Was heißt hinterfragen, ich würde sie gar nicht anschauen. Die Regierungen lügen doch alle. Sie wollen mir doch nicht erzählen, dass alle Geschäftsleute unehrlich sind und alle Staatsangestellten ehrlich? Das ist doch der größte Witz.
Sie haben gesagt, Diversifikation ist besonders wichtig. Sie halten selbst rund 25 Prozent Aktien. Welche Aktien gefallen Ihnen denn besonders?

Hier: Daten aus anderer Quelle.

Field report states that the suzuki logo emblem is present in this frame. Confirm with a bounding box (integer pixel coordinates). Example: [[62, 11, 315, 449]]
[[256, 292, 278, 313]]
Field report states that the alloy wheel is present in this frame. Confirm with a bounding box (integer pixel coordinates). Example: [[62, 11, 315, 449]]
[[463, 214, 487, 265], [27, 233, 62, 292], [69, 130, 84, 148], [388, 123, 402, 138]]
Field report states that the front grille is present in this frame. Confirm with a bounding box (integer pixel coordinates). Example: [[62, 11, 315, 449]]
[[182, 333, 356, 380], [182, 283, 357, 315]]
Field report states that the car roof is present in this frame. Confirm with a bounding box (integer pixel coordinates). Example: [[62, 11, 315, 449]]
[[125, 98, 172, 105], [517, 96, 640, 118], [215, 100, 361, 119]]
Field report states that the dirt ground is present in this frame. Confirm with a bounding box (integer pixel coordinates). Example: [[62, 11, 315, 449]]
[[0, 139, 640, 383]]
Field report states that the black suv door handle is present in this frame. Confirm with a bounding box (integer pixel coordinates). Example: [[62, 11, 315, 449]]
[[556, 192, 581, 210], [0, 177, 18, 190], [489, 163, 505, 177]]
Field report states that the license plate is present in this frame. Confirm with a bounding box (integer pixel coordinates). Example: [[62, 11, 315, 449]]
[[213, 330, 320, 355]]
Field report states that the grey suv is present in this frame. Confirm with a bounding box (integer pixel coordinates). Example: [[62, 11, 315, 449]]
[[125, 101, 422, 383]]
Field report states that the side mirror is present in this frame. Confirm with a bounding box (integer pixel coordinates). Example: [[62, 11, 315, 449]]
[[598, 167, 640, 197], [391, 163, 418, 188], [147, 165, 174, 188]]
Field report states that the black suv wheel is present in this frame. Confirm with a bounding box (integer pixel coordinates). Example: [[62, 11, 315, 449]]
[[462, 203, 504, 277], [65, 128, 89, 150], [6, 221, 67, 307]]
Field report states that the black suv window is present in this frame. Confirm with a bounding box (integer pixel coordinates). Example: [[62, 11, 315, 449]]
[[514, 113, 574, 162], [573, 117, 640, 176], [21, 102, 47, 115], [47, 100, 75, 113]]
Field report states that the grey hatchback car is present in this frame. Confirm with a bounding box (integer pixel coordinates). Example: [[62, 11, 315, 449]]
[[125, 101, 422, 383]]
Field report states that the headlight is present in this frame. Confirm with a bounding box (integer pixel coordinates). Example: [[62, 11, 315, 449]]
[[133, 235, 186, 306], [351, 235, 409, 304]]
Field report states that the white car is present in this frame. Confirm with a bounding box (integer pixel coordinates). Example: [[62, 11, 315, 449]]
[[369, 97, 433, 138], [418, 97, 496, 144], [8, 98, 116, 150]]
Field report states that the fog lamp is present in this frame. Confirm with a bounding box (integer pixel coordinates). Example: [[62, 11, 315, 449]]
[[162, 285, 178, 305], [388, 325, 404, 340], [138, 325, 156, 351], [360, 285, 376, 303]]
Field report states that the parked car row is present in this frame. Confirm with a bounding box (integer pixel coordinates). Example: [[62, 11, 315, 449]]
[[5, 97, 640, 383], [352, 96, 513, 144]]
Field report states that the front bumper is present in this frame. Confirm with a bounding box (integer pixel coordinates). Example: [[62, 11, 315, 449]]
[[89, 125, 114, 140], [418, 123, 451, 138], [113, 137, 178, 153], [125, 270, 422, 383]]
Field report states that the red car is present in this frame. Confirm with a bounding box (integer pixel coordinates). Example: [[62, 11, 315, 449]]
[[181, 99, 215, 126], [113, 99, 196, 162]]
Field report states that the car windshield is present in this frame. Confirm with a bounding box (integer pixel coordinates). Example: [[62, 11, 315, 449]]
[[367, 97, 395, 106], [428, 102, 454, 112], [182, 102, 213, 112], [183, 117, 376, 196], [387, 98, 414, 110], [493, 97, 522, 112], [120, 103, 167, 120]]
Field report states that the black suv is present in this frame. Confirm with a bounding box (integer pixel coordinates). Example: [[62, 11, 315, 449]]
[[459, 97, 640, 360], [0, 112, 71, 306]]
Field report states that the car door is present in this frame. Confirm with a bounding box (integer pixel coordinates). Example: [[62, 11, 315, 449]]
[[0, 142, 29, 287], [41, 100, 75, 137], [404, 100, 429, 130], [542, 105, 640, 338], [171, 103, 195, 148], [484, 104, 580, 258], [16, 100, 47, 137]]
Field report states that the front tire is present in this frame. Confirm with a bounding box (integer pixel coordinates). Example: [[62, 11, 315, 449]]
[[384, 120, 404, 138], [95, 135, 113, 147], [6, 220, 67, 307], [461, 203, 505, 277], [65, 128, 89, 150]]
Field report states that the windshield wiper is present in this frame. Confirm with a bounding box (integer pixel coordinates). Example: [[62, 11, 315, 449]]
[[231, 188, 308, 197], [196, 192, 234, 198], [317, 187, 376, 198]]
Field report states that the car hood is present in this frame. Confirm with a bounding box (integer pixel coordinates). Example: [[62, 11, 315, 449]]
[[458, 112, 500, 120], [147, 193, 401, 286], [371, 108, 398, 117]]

Ich gebe keine individuellen Tipps. Ich halte 25 Prozent in Aktien, 25 Prozent Immobilien, 25 Prozent Gold und 25 Prozent Obligationen. Vor einem Jahr habe ich einen Blick auf die Börsen von Portugal, Spanien, Griechenland und Italien geworfen. Damals waren alle Menschen wahnsinnig negativ mit Blick auf diese Märkte. Seitdem hat sich Griechenland mehr als verdoppelt und die anderen sind zwischen 30 und 40 Prozent gestiegen. Ich halte diese europäischen immer noch. Dazu habe ich auch ein paar Schweizer Aktien. Hauptsächlich natürlich Pharmatitel und Versicherungsaktien. Aber ja, ich halte zum ersten Mal in meinem Leben Aktien in Europa. Wenn die Aktien fallen würden, würde ich sogar in Europa zukaufen. Die Bewertungen sind teils noch immer niedrig.
Und haben Sie noch ein bis zwei heiße Tipps auf Lager?
Heiße Tipps? Nein, hier in Thailand habe ich heißes Wetter, jeden Tag zwischen 35 und 40 Grad. (lacht)
Herr Faber, vielen Dank für das Interview.